Hong Kong has ramped up its police presence ahead of the second reading of a bill that would make it a crime to insult China’s national anthem.
Water-filled barriers have been put up and riot police deployed in an attempt to deter any possible protests.
The reading comes days after China proposed implementing a controversial national security law, triggering a burst of unrest.
Critics called it a direct attempt to curtail the city’s unique freedoms.
However, the city’s leader Carrie Lam has denied that the national security law – which would ban treason, secession, sedition and subversion – would curtail the rights of Hong Kongers.
Increasing anti-mainland sentiment
If the anthem bill becomes law, anyone who misuses or insults China’s national anthem, the March of the Volunteers, would face a fine of up to HK$50,000 (£5,237; $6,449) and up to three years in prison.

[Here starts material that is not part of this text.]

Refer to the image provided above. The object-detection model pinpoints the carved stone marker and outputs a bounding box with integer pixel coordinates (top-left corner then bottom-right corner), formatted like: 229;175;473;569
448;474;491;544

If it passes the second reading in the Legislative Council (Legco) on Wednesday, it could go to a third reading and a vote early next month.
Protesters have been urged to surround Legco and disrupt proceedings in an attempt to derail the reading.
However, the heavy police presence appears to have succeeded so far in deterring any large-scale protests. It is not clear if a protest will go ahead later.
Hong Kong does not have its own anthem – and so the Chinese anthem is sometimes played at events like football matches.
In recent years, the anthem has been booed frequently. The 2022 Fifa World Cup qualifier, for example, saw thousands booing when the Chinese national anthem was played before the start of the game.
Anti-mainland sentiment remains high in Hong Kong, fuelled especially by a proposed bill last year that would have allowed criminal suspects to be extradited to China.
The bill triggered months of increasingly violent protests.
Last weekend saw the city’s first large-scale protests in months, with people defying pandemic social distancing rules to march in protest of the proposed security law.
The proposal is set to go to a vote this week, and could be in force as early as the end of June.
Hong Kong’s Basic Law, which has been in place in the city since it was handed back to China in 1997 by the UK, guarantees it certain freedoms like the right to protest.
There are fears that the new law could undermine this autonomy, and potentially allow China to install its own law enforcement agencies in Hong Kong, alongside the city’s own.
A group of 200 senior politicians from around the world have issued a joint statement criticising China’s plan.
US Secretary of State Mike Pompeo also condemned the plans, describing them as a “death knell” for the city’s freedoms. The UK, Australia and Canada have also expressed their “deep concern”.